Né en Belgique le 20 septembre 1910, Jean Vauthier, fils d'un ingénieur français d'origine belge, vit à Bordeaux depuis son enfance. Il étudie d'abord la peinture et exerce diverses fonctions dans la presse régionale avant d'être pris de passion pour l'écriture. En 1949, il abandonne tout emploi pour se consacrer exclusivement à la dramaturgie.

Gérard Philipe et André Reybaz vont très vite donner une audience nationale à l'œuvre de cet auteur provincial inconnu. Jean Vauthier leur a adressé le manuscrit de Capitaine Bada. Bien qu'à contre-courant des modes théâtrales du moment, ce texte a retenu leur attention par la puissance de son lyrisme autant que par la rigueur méticuleuse de son orchestration. André Reybaz commande à Vauthier un impromptu pour le festival d'Arras de 1951, puis il crée Capitaine Bada en janvier 1952. La même année, Gérard Philipe monte un autre texte commandé à Vauthier, La Nouvelle Mandragore, inspiré de Machiavel. C'est le début d'une double carrière très féconde d'auteur dramatique et d'adaptateur.

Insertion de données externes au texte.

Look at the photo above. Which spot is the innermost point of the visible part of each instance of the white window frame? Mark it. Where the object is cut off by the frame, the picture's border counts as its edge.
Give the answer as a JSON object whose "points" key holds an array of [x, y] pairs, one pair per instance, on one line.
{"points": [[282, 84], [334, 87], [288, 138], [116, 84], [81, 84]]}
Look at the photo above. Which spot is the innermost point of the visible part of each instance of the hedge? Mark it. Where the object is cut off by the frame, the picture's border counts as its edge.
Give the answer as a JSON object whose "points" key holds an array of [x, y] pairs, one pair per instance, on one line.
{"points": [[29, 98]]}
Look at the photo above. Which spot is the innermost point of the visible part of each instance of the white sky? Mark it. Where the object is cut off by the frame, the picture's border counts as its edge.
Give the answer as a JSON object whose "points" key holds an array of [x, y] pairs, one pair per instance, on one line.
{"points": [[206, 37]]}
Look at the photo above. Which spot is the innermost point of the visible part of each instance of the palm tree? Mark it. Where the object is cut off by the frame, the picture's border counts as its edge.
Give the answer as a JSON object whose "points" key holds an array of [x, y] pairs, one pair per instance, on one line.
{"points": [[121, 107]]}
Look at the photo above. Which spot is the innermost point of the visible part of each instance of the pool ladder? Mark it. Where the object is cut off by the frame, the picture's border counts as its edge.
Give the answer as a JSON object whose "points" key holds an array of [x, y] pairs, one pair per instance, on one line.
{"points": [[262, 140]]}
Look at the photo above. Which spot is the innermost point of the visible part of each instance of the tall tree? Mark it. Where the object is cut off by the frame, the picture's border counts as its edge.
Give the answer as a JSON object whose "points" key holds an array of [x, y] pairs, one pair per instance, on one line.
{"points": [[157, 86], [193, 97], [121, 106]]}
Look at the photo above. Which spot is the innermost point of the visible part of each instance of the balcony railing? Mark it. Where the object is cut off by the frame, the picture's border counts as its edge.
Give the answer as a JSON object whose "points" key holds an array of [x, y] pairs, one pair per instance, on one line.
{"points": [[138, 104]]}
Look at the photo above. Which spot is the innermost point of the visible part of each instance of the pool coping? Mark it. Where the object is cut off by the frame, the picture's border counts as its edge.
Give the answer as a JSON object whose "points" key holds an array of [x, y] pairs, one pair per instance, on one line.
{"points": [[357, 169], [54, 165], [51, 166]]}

L'auteur, consacré en 1955 par le prix Ibsen, écrit successivement Le Personnage combattant, Les Prodiges, Le Rêveur, Badadesques. Ces pièces s'inscrivent dans le cycle du « poète empêché », de l'homme qui revendique l'absolu et l'élan spirituel tout au long d'un combat héroïco-burlesque avec les choses et les êtres de la vie banale. La figure la plus marquante en est celle de Bada, héros d'une tragédie du quotidien, bouffonnant jusqu'au délire. Jean-Louis Barrault, Marcel Maréchal, Claude Regy, Georges Wilson, Jacques Rosner en France, en Allemagne Albert Fischel et Peter Zadek multiplient les mises en scène du théâtre de Vauthier. Aussi est-il sollicité pour de nombreux travaux, durant les années 1970 surtout. Il écrit pour la radio. Il fait le scénario et les dialogues du film Les Abysses, tourné par Nico Papatakis. Des adaptations de textes anciens — du répertoire élisabéthain principalement, pour lequel il a une prédilection — lui sont demandées, par Jorge Lavelli et Patrice Chéreau notamment : Medea, 1967 ; Le Massacre à Paris, 1972 ; Roméo et Juliette et Othello, 1980.

L'adaptation devient parfois création à part entière. Ainsi quand Vauthier s'inspire de La Tragédie du vengeur de Cyril Tourneur pour en faire Le Sang, qu'il destine à la troupe de Marcel Maréchal. Révélé comme acteur et metteur en scène dans Badadesques et Capitaine Bada, ce dernier s'est voué à Vauthier. Le Sang, « fête théâtrale », célèbre toutes les confusions possibles entre l'illusion et la réalité. Si l'auteur prend ainsi ses distances par rapport à la tragédie de référence, ce n'est que pour mieux l'exalter. Vauthier dit qu'il rêve de « souder son siècle à celui d'Élisabeth » : peut-être est-ce parce qu'il reconnaît, chez Shakespeare et ses contemporains, un sens du baroque, une sublimation de la violence, un délire somptueux aux couleurs de son propre imaginaire.

Il renouvelle l'expérience en détournant Arden de Faversham, qui devient Ton Nom dans le feu des nuées, Élisabeth, créé par Maréchal en 1976. Il précipite cette fois la tragédie dans les pièges du « spectaculaire » moderne, comme pour éprouver la puissance spirituelle d'un art scénique que ne sauraient avilir les gadgets de l'audiovisuel. Ses indications prévoient que des caméras circonscrivent le plateau, mais Jean Vauthier plus que jamais manifeste son exigence d'un texte aussi riche de style et de registres aussi divers que la rhétorique shakespearienne. Il réaffirme la prééminence du verbe dans la dramaturgie française et poursuit sa relecture de Shakespeare, d'une invention souvent illuminante, en portant à la scène Le Roi Lear avec Marcel Maréchal (1984).[...]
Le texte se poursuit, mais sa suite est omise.